In case your freshman literature class is too far in the distant past, here's the story in brief. A great whale dubbed Moby Dick by a whaling captain named Ahab had, during a previous voyage, destroyed Ahab's ship and bitten off his leg. Ahab vowed revenge. As the story of Ahab's vendetta voyage unfolds, he comes to view Moby Dick not only as the perpetrator of an evil act, but as the sum and substance of all evil absolutely. During the closing chase near the end of the story, Ahab hurls his last harpoon at Moby Dick, along with a final invective: "... to the last I grapple with thee; from hell's heart I stab at thee; for hate's sake I spit my last breath at thee." As his final filibuster ends, Ahab is dragged into the depths of the sea.
The point of the novel is that Ahab allowed his obsession to consume him. He forgot that he was captain of a whaling ship. He forgot that he was a leader of men and responsible for their well-being. He forgot that he was supposed to be whaling. In the end, Ahab wasn't taken down by the great whale itself, but by his obsession with the great whale.
Seventy-five years ago this month, the American mathematician and philosopher Bertrand Russell published an essay in The Atlantic titled "The Taming of Power," reprinted last week in The Atlantic Weekly. Russell observes that "the merits of democracy are negative: it does not ensure good government, but it prevents certain evils," such as the evil of a small group of individuals achieving a secure monopoly on political power. The chief peril for the politician, Russell insists, is love of power. And politicians can easily yield to the love of power on the pretense that they are pursuing some absolute good.
Anytime someone takes a relative good and makes it into an absolute good, bad things inevitably happen -- whether one is whaling or legislating. I'm giving Senator Cruz the benefit of the doubt here, assuming that his actions are motivated by misguided good intentions rather than the opposite. In either case, it's the overwhelming consensus of almost everyone else, both Republicans and Democrats, both in Washington and around the country, that Senator Cruz has long since missed the forest for the trees. In fact, he appears to be staring at a single leaf.
To be fair, all of us make this mistake from time to time. We get gripped by something, or entranced by something, or enraged by something, and everything else falls away. Sometimes, the ability to focus on a single priority or passion is a good thing. It's the reason successful people turn out to be successful.

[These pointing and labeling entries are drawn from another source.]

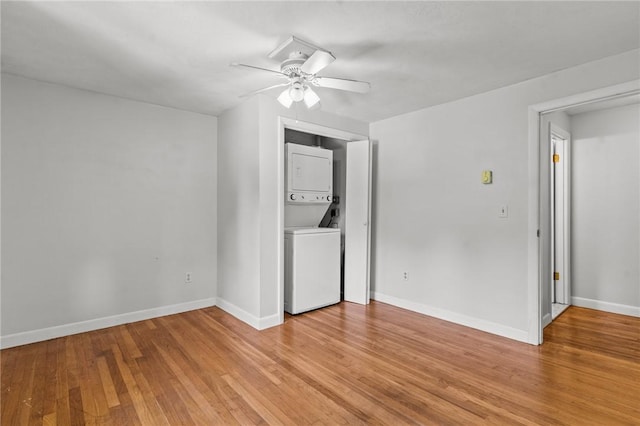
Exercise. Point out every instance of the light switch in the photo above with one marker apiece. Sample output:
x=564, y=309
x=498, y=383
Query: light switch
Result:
x=487, y=177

But it's vitally important to focus on the right things. One consequence of a singular focus can be peripheral blindness, which becomes dangerous if the focus turns obsessive. When we start ignoring evidence that our singular focus has turned destructive, we're in trouble. As Ahab eventually discovered, an obsession can take you down.
Especially for sailing captains and senators, the ongoing challenge is to assess the clamoring of the few in light of the aspirations of the many. Sometimes the many are wrong, of course, in which case strong leaders must resist the tide, as Lincoln did with slavery. But Cruz is no Lincoln, nor is the requirement to be insured the moral equivalent of being enslaved.
At our best, we as human beings celebrate the common aspirations that unite us, rather than allowing our partisan perspectives and occasional obsessions to divide us. It's a big world out there, full of people who are trying their best to make their way. Whatever we're doing, we need to be making the world better not just for us, but for everyone else as well.
In the end, we're all in this together, or we're doomed, as Melville put it in Moby Dick: doomed to descend those endless stairs to the bottom of the sea.